Nel 2019 il sindaco di Desio Roberto Corti precisò che il 25 Aprile «non è un derby tra questo e quello, e soprattutto non è un giorno di festa a tema libero. Chi lo dice, nega o ignora la storia ma soprattutto offende la memoria di chi ha perso la vita per la libertà, offende le istituzioni, offende il popolo italiano». A chi vuole invece mistificare la celebrazione della Liberazione d’Italia dalle forze nazi-fasciste, vedendoci una contrapposizione tra due sole forze, domando: che colore aveva davvero il “fiore del partigiano”?
Il BIANCO,
come le brigate cattoliche, che insieme a molti membri del clero si erano adunate
in nord Italia contro le violenze dei miliziani della Repubblica di Salò, e che
in Carnia e in Val d’Ossola riuscirono a costruire i primi piccoli modelli di
Italia repubblicana in un paese occupato.
Il VERDE,
come le Fiamme Verdi, un sottogruppo di partigiani cattolici guidato da
personalità che avrebbero avuto un ruolo determinante nella fondazione
repubblicana del Dopoguerra (uno su tutti Enrico Mattei).
L’AZZURRO,
come i monarchici badogliani, cattolici conservatori di destra, piemontesi e
fedelissimi alla Corona sabauda, che vedevano in Umberto II la guida per
ricostruire il Regno d’Italia dopo la Guerra.
Il NERO,
quello dei partigiani d’oltremare, etiopi, somali ed eritrei, accolti nel Battaglione
Mario, gruppo a vocazione internazionalista.
Il ROSA,
quello delle migliaia di partigiane che combatterono insieme agli uomini sulle
montagne e nelle città, rivestendo ruoli più diversificati e spesso correndo più
pericoli dei loro compagni maschi.
Tutti
quelli della variopinta galassia di gruppi e movimenti autonomi che lottarono
in maniera più o meno coordinata contro l’oppressore nazi-fascista, da nord a
sud.
C’erano
alleanze e rivalità, possibilità di accordo e momenti di scontro, sospetti, fraintendimenti
e spesso una gran confusione su come organizzare la nazione che sarebbe sorta
dalle ceneri della guerra e della dittatura: quali confini, quale ordinamento,
quali alleanze poteva avere?
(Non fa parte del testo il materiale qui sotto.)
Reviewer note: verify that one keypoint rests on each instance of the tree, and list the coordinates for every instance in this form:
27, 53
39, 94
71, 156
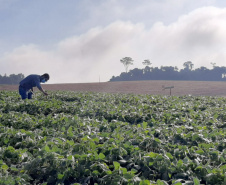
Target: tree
127, 61
188, 65
146, 62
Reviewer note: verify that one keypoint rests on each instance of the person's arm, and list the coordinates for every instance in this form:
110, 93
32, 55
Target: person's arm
45, 93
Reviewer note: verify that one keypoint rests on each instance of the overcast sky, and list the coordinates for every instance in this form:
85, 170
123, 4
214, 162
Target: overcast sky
78, 41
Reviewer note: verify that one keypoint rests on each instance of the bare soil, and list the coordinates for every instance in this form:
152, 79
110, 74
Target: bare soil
196, 88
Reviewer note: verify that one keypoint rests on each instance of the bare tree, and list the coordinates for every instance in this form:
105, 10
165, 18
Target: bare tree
127, 61
188, 65
146, 62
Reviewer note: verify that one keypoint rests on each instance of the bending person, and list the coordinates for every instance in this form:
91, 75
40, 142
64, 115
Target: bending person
27, 84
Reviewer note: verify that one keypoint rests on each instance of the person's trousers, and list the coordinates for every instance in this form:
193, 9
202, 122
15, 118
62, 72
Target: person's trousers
24, 93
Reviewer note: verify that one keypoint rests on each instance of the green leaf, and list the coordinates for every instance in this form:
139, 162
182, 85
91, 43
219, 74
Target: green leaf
145, 182
116, 165
169, 155
101, 156
46, 148
4, 167
200, 151
60, 176
196, 181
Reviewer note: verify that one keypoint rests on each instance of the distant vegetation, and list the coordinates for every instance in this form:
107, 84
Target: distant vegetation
217, 73
11, 79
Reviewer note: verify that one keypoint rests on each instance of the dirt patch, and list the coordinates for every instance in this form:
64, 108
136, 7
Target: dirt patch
140, 87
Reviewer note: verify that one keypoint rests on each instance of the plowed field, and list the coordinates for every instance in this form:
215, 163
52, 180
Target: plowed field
140, 87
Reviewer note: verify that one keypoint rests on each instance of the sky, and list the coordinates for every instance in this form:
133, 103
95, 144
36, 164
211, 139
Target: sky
82, 41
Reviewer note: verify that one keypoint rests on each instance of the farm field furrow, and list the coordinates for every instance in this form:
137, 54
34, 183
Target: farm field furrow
112, 138
154, 87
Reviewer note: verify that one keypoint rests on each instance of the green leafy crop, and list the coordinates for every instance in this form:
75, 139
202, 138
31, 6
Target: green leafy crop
101, 138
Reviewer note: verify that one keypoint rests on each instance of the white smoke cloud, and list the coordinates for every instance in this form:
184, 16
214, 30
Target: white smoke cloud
198, 37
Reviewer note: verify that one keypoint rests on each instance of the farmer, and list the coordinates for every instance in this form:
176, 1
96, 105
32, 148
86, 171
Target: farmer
27, 84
Le contrapposizioni sono state anche violente, ma,
come ci viene insegnato, la rivoluzione non è un pranzo di gala e non si fa con
coltello e forchetta. Su una cosa sola erano tutti concordi: erano
antifascisti.
L’Antifascismo
perciò appartiene a tutte le forze democratiche. Nell’Antifascismo c’è spazio
per tutti, da destra a sinistra, perché Antifascismo è sinonimo di democrazia. Nel
Fascismo c’è stato spazio solo per chi si dichiarava fascista: gli altri hanno
fatto una brutta fine. Nello spazio democratico antifascista, paradossalmente, fin
quasi da subito c’è stato posto persino per le forze neofasciste, che invece hanno
continuato ad avvelenare il dibattito pubblico, sputando nel piatto dove
mangiavano, invocando una libertà di parola a cui hanno avuto pieno accesso
senza avere in realtà mai fatto nulla per meritarla, mentendo e mistificando la
narrazione storica. Eppure sono ancora là, in nome di una libertà di espressione,
che riesce a garantire parola anche a chi la usa per scopi illiberali. Ecco
perché l’Antifascismo è diventato garanzia per tutti, anche per quelli che in
un contesto differente forse non avrebbero goduto della stessa dignità.
Buona Festa della Liberazione a tutti e tutte.